With the wine finished, I finished sobbing, dried my eyes and moved onto my second attempt. This time I roasted both the asparagus and red pepper together. As I removed them from the oven I was more confident about the frittata. Roasting brings out a better flavour of the asparagus and the smells were tempting. The Feta cheese was out and I brought in grated Parmesan for the frittata.
Asparagus Red Pepper Frittata
I had been going through my cupboards and found two gratin dishes which I thought would be cute for a frittata. I added some garlic and spring onions to the vegetables and voila! The second frittata was just perfect. Firm, tasty and colourful. It made a great lunch along with some salad and tasty coleslaw. The size is just perfect for one person and makes a great lunch as well as a delicious picnic dish.
- 1 bunch asparagus
- 1 red pepper
- 4 eggs
- 2 tablespoons cream
- 2 tablespoons Parmesan cheese grated
- 2 cloves garlic, peeled & chopped
- 2 spring onions chopped
- 2 tablespoons olive oil
- 1/2 teaspoon salt
- 1/2 teaspoon black pepper
- Preheat the oven to 200C/400F degrees.
- Cut the asparagus to fit the baking dishes.
- Cut the peppers in half and remove the seeds and core.
- Toss both the asparagus and peppers in one tablespoon of the olive oil.
- Place on a baking tray and roast for 25-30 minutes.
- When roasted, remove from the tin and allow to slightly cool before handling.
- Remove the skin from the pepper and chop the pepper into small squares.
- Heat the remaining olive oil in a frying pan and gently cook the garlic for 3-4 minutes until slightly golden.
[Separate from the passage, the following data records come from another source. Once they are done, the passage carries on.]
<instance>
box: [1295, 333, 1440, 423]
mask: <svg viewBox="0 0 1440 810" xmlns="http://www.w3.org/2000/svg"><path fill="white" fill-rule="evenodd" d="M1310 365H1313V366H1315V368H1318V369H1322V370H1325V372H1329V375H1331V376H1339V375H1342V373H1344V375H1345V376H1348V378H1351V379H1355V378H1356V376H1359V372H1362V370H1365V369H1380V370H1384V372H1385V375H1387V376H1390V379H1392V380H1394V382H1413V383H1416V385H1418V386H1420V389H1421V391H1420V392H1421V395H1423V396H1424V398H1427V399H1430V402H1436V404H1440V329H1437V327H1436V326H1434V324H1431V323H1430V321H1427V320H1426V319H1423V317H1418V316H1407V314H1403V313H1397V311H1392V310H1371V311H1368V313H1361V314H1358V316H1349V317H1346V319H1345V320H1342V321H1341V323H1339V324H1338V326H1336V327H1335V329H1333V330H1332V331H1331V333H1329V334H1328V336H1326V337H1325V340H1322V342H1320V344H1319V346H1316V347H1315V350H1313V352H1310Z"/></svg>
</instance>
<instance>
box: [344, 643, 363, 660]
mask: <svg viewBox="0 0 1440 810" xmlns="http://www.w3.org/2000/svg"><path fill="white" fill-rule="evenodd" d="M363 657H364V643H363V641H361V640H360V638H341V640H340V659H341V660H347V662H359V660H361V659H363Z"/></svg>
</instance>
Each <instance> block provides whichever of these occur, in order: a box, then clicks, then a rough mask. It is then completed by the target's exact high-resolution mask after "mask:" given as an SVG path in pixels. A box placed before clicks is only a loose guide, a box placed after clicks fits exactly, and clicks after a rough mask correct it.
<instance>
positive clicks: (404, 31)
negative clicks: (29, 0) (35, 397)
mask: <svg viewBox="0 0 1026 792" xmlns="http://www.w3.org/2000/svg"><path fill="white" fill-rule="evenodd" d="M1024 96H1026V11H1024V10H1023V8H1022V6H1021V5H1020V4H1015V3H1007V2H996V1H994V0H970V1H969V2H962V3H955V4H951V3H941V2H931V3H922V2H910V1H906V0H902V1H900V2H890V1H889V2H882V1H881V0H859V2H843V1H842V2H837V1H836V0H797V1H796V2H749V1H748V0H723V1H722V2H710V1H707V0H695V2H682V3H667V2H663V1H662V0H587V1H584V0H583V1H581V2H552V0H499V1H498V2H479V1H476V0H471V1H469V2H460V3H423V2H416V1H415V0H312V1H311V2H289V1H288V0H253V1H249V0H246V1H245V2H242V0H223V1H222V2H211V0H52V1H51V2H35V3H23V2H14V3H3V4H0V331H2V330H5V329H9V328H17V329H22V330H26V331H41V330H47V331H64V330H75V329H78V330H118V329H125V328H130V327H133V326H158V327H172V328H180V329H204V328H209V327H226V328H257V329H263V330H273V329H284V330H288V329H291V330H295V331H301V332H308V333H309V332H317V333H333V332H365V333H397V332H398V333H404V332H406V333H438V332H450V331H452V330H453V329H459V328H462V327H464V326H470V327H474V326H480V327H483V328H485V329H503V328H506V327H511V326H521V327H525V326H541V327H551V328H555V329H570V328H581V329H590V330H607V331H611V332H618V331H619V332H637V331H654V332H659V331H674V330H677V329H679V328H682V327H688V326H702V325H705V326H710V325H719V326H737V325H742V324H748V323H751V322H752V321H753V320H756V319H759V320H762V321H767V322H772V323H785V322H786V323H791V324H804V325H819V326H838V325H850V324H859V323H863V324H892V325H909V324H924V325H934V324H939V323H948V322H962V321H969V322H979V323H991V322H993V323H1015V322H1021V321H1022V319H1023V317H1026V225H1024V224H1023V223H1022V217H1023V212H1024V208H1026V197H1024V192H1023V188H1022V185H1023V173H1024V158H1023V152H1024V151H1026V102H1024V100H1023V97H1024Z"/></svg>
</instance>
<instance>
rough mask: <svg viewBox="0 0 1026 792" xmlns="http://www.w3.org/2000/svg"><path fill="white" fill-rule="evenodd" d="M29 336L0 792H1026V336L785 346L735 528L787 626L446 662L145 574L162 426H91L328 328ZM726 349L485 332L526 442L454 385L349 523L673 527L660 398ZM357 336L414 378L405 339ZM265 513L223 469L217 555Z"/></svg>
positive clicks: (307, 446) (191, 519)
- Add the chopped spring onions and cook for a further 2 minutes.
- Beat the eggs, add the Parmesan cheese, cream and season with the salt and pepper.
- Lightly butter the baking dishes.
- Arrange the asparagus, red pepper, onion and garlic mixture in the baking dish.
- Pour the egg mixture over the vegetables.
- Bake in the oven at 180C/375F degrees for 25-30 minutes until the frittata is firm.